⁶ Human Biosciences Unit for the Top Global Course Center for the Promotion of Interdisciplinary Education and Research Kyoto University Kyoto Japan.
⁷ Japan Science and Technology Agency Tokyo Japan.
⁸ Tohoku Medical Megabank Organization Tohoku University Sendai Japan.
⁹ Headquarters of PBC Research National Hospital Organization Study Group for Liver Disease in Japan Omura Japan.
¹⁰ Department of Surgery National Hospital Organization of Nagasaki Medical Center Omura Japan.
¹¹ Department of Hepatology Graduate School of Biomedical Sciences Nagasaki University Omura Japan.
¹² Department of Gastroenterology and Rheumatic Diseases Fukushima Medical University of Medicine Fukushima Japan.
¹³ Department of Medicine Teikyo University School of Medicine Tokyo Japan.
¹⁴ Headquarters of PBC-GWAS Consortium in Japan National Hospital Organization of Nagasaki Medical Center Graduate School of Biomedical Sciences Nagasaki University Omura Japan.

Abstract

Genome-wide association studies (GWASs) in European and East Asian populations have identified more than 40 disease-susceptibility genes in primary biliary cholangitis (PBC).
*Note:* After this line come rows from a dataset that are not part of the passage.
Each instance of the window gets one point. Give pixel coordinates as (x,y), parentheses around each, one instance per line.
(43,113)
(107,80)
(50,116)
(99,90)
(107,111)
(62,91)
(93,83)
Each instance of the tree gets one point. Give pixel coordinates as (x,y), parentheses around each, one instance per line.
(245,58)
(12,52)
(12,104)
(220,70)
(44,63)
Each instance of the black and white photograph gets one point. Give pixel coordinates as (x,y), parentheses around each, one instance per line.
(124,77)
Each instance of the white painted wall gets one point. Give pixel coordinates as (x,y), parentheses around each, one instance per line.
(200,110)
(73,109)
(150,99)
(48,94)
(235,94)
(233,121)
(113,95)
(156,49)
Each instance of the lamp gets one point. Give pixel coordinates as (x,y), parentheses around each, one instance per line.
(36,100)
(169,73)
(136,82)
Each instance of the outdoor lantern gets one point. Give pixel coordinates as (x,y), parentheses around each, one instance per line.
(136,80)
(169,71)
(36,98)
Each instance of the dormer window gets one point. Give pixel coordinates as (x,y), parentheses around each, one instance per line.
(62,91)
The aim of this study is to computationally identify disease pathways, upstream regulators, and therapeutic targets in PBC through integrated GWAS and messenger RNA (mRNA) microarray analysis. Disease pathways and upstream regulators were analyzed with ingenuity pathway analysis in data set 1 for GWASs (1,920 patients with PBC and 1,770 controls), which included 261 annotated genes derived from 6,760 single-nucleotide polymorphisms (P < 0.00001), and data set 2 for mRNA microarray analysis of liver biopsy specimens (36 patients with PBC and 5 normal controls), which included 1,574 genes with fold change >2 versus controls (P < 0.05). Hierarchical cluster analysis and categorization of cell type-specific genes were performed for data set 2. There were 27 genes, 10 pathways, and 149 upstream regulators that overlapped between data sets 1 and 2. All 10 pathways were immune-related. The most significant common upstream regulators associated with PBC disease susceptibility identified were interferon-gamma (IFNG) and CD40 ligand (CD40L). Hierarchical cluster analysis of data set 2 revealed two distinct groups of patients with PBC by disease activity. The most significant upstream regulators associated with disease activity were IFNG and CD40L. Several molecules expressed in B cells, T cells, Kupffer cells, and natural killer-like cells were identified as potential therapeutic targets in PBC with reference to a recently reported list of cell type-specific gene expression in the liver. Conclusion: Our integrated analysis using GWAS and mRNA microarray data sets predicted that IFNG and CD40L are the central upstream regulators in both disease susceptibility and activity of PBC and identified potential downstream therapeutic targets.